I think it's important to separate the phase of thinking up rejection ideas from the phase of actually executing them. If you think about actually executing the ideas as you're thinking them up, your brain might sort of freeze up and refuse to produce more.
Please upvote this comment because it could potentially save a lot of people $16--in other words, perhaps 1 in 10 people who read this thread would have been willing to pay $16 to read it (and that's not even counting all the consumer surplus generated for those who value the deck of rejection ideas at less than $16). How many other HN comments would a significant number of readers value at $16?

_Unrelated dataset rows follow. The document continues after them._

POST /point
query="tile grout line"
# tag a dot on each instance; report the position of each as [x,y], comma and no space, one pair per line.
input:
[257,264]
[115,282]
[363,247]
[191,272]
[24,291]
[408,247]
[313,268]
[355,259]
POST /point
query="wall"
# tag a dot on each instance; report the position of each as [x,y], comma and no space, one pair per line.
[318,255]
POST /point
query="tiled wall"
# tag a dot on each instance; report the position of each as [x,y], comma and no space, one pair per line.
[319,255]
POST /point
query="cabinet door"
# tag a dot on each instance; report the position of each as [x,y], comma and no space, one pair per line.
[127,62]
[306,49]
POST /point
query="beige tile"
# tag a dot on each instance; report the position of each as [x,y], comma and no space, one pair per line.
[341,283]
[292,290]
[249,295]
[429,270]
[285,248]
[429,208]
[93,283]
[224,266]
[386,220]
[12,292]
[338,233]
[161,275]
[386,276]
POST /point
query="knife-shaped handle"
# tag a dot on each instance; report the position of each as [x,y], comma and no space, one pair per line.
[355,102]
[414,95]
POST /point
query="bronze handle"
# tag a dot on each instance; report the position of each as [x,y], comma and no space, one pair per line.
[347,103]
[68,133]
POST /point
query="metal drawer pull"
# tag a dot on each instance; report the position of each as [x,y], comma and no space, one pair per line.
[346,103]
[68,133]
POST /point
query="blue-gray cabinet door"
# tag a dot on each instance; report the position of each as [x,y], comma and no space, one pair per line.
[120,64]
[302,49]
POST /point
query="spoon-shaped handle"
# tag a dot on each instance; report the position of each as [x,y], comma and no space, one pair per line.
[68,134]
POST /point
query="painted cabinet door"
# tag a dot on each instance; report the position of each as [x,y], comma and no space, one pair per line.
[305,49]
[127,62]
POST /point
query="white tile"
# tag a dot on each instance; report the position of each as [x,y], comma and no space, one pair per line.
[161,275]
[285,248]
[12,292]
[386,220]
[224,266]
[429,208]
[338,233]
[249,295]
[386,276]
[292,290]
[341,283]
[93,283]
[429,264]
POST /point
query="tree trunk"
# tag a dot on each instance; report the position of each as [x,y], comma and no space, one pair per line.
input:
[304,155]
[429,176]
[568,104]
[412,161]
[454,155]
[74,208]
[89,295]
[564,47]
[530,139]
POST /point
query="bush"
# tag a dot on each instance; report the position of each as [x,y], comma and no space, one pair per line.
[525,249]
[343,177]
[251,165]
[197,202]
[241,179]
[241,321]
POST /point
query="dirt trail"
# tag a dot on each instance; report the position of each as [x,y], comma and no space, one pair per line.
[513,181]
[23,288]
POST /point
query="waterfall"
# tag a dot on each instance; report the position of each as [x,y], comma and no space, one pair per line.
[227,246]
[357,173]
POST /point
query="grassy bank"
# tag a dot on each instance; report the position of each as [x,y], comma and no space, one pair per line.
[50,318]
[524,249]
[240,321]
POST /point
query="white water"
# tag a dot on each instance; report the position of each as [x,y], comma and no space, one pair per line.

Though the point and goal is obviously to get rejected, I prefer the rejection ideas that have a chance of nice outcomes if not rejected. So, the mail a famous person a book idea over asking for a seat.
Some additional ideas:
* Ask for a raise
* Ask your employer to send you to a conference
* Ask the conference holder for free admission to the conference
* Ask for a neck massage (even better if you don't know or just met the person)
* Offer to buy lunch for somebody you admire but have never met
* Ask a friend to do your laundry
* Create a reddit post saying it won't make it to the front page :)
* Leave your wallet at home one day. Ask starbucks for a free coffee, ask a coworker to loan you the cash for lunch, etc.
* Got any debt? Call your debtors and ask for it to be lowered.
Update: Looks like the parent comment has been updating their suggestions as I was typing, so there's some unintentional dups here.
> People were surprisingly compliant—a total of 68 percent either got up or moved over in the "no justification" condition. The more justification that was offered, however, the less likely people were to stand up. Curiously, Blass notes, the most striking thing for many of the participants was just how difficult it was to ask for the seat ("I actually felt as if I were going to perish," recalled Milgram). It's not hard to imagine why; asking for help on a subway exposes one to both the risk of a certain stigma—and to the possibility of rejection.
There might be some truth to that statement in general, but in Up In The Air, usually it was obviously hollow, pacifying bullshit. (The guy with the cooking aspiration was an exception.)
Great idea. Hopefully the site will flourish and avoid turning into a spammy front for self-help products. It's a shame the content of the suggestion cards is only available by purchasing the physical cards.
Would it be wrong to take the meta-contrarian position on this one? Rejection, like death, kind of sucks.